Prader-Willi-Like Phenotype Caused by an Atypical 15q11.2 Microdeletion

Abstract

We report a 17-year-old boy who met most of the major Prader-Willi syndrome (PWS) diagnostic criteria, including infantile hypotonia and poor feeding followed by hyperphagia, early-onset morbid obesity, delayed development, and characteristic facial features. However, unlike many children with PWS, he had spontaneous onset of puberty and reached a tall adult stature without growth hormone replacement therapy. A phenotype-driven genetic analysis using exome sequencing identified a heterozygous microdeletion of 71 kb in size at chr15:25,296,613-25,367,633, genome build hg 19. This deletion does not affect the SNURF-SNRPN locus, but results in the loss of several of the PWS-associated non-coding RNA species, including the SNORD116 cluster. We compared with six previous reports of patients with PWS who carried small atypical deletions encompassing the snoRNA SNORD116 cluster. These patients share similar core symptoms of PWS while displaying some atypical features, suggesting that other genes in the region may make lesser phenotypic contributions. Altogether, these rare cases provide convincing evidence that loss of the paternal copy of the SNORD116 snoRNA is sufficient to cause most of the major clinical features of PWS.

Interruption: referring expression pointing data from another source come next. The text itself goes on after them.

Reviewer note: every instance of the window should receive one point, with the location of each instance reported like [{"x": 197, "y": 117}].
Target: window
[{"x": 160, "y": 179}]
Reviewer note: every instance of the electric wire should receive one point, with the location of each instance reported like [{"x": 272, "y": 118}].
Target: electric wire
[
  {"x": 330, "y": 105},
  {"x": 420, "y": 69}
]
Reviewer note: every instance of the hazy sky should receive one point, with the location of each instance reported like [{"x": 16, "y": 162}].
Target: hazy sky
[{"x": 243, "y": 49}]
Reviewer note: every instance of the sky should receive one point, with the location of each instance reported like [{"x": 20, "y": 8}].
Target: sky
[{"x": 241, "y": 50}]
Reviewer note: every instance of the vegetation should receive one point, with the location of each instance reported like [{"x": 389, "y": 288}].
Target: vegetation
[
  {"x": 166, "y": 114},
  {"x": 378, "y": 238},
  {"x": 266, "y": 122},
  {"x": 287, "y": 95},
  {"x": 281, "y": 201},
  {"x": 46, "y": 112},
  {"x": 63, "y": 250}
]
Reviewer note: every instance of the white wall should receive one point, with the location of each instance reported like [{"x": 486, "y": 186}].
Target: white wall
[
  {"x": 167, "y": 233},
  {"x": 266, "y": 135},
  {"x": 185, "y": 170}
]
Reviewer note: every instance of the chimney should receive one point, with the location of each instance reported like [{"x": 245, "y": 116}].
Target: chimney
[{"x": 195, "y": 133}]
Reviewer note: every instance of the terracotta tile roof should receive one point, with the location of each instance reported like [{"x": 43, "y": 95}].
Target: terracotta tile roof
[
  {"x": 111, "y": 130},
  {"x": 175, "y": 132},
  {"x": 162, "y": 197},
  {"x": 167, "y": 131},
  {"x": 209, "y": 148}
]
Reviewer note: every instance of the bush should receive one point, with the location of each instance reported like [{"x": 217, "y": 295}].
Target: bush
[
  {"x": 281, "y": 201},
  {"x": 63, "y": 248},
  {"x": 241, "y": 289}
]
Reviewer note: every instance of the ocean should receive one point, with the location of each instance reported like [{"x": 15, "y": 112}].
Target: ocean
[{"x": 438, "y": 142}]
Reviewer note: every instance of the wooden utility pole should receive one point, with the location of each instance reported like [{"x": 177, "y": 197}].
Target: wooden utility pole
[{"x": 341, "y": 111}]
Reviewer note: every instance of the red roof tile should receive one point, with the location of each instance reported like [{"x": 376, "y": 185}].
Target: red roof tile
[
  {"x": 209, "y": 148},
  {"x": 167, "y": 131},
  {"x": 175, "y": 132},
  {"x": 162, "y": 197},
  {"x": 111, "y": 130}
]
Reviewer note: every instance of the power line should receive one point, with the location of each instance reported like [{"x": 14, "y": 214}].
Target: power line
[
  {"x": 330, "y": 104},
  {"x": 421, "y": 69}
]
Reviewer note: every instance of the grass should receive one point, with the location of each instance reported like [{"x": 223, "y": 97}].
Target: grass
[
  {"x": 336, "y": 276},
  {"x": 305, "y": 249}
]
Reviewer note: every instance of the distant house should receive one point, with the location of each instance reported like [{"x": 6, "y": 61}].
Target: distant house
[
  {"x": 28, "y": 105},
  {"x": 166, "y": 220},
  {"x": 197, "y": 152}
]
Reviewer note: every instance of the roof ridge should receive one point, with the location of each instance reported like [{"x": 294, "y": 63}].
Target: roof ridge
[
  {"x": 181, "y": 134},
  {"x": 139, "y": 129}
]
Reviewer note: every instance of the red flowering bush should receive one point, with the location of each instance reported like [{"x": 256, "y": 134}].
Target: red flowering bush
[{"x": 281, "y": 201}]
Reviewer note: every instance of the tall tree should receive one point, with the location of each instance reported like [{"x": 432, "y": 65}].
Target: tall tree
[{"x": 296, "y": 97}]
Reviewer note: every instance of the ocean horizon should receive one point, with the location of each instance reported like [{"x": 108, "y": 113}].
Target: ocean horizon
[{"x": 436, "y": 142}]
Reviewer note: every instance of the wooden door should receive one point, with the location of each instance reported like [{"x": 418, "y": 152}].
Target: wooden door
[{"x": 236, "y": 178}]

Keywords: 15q11.2; Prader–Willi; SNORD116; atypical microdeletion.

Figure 1

Schematic map of the 15q11.2 region between the SNRPN and UBE3A genes, which is represented at scale with physical distance in Mb. The reported deletions are shown at the bottom drawn to scale and depicting genomic coordinates for build hg19. * The exact breakpoints of the deletion in the present case are not available. The minimal critical region spans from 25296613bp to 25367633pb as shown by the red horizontal line.